Hal itu disampaikan Kepala Eksekutif Pengawas Perbankan OJK Dian Ediana Rae dalam acara Konferensi Pers Asesmen Sektor Jasa Keuangan dan Kebijakan OJK Hasil Rapat Dewan Komisioner (RDK) Bulanan Februari 2025 yang digelar secara virtual di Jakarta, Selasa (4/3/2025).
"Kinerja intermediasi perbankan tumbuh positif dengan profil risiko yang tetap terjaga. Pada Januari 2025 pertumbuhan kredit masih melanjutkan double digit growth sebesar 10,27," ujar Dian.
Berdasarkan data OJK, pertumbuhan kredit pada Januari 2025 ditopang oleh segmen investasi yang naik 13,22% yoy. Lalu kredit konsumsi tumbuh 10,37% yoy dan kredit investasi naik 8,4% yoy.

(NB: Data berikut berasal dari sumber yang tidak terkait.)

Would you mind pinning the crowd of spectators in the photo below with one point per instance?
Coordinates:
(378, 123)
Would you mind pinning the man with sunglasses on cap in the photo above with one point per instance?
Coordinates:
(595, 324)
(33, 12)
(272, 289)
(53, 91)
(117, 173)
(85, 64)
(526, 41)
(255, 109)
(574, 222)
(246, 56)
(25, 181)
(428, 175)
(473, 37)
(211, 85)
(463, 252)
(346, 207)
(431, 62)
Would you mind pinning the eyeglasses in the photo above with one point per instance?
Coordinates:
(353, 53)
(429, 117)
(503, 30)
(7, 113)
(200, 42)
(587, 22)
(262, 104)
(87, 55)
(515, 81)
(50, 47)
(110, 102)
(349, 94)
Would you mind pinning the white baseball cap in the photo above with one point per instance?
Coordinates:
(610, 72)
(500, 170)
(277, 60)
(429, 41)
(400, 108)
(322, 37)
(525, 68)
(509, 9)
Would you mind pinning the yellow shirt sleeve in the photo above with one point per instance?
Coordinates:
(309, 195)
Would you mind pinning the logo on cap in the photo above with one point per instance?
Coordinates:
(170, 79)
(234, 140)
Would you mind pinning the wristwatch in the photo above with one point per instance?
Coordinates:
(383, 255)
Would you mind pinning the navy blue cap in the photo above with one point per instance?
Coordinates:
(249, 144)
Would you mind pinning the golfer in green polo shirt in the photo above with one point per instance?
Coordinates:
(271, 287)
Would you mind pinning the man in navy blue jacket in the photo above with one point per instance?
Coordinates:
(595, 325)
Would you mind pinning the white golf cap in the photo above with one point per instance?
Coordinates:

Dian menjelaskan, sejalan dengan pertumbuhan kredit, dana pihak ketiga (DPK) juga mengalami pertumbuhan positif. Dimana, DPK tercatat tumbuh 5,51% yoy menjadi Rp 8.879,2 triliun pada Januari 2025, dengan giro menjadi kontributor pertumbuhan yang terbesar.
Lebih lanjut, Dian menyebut, likuiditas industri perbankan pada Januari 2025 tetap memadai dengan rasio alat likuid/non-core deposit (AL/NCD) dan alat likuid/dana pihak ketiga (AL/DPK) masing-masing sebesar 114,86% dan 26,03%.
“Masih jauh di atas threshold masing-masing sebesar 50% dan 10%,” ungkap Dian.
Kemudian, kualitas kredit tetap terjaga dengan rasio non performing loan (NPL) gross perbankan sebesar 2,18% dan NPL net sebesar 0,75%. Lalu, untuk loan at risk (LAR) menunjukan tren penurunan menjadi sebesar 9,72%.
“Meskipun meningkat dibandingkan bulan sebelumnya rasio NPL gross dan LAR menurun dibandingkan posisi Januari 2024 yang masing-masing sebesar 2,35% dan 11,16%. Rasio LAR tersebut juga lebih rendah dibandingkan level sebelum pandemi yang sebesar 9,93% pada Desember 2019,“ jelas Dian.
Di sisi lain, kinerja industri perbankan Indonesia pada Januari 2025 dari tingkat profitabilitas bank atau ROA (return on asset) tercatat menjadi 2,34% dan permodalan (CAR) perbankan berada di posisi 27,05%.
“Ini menjadi bantalan mitigasi risiko yang kuat di tengah kondisi ketidakpastian perekonomian,” kata Dian.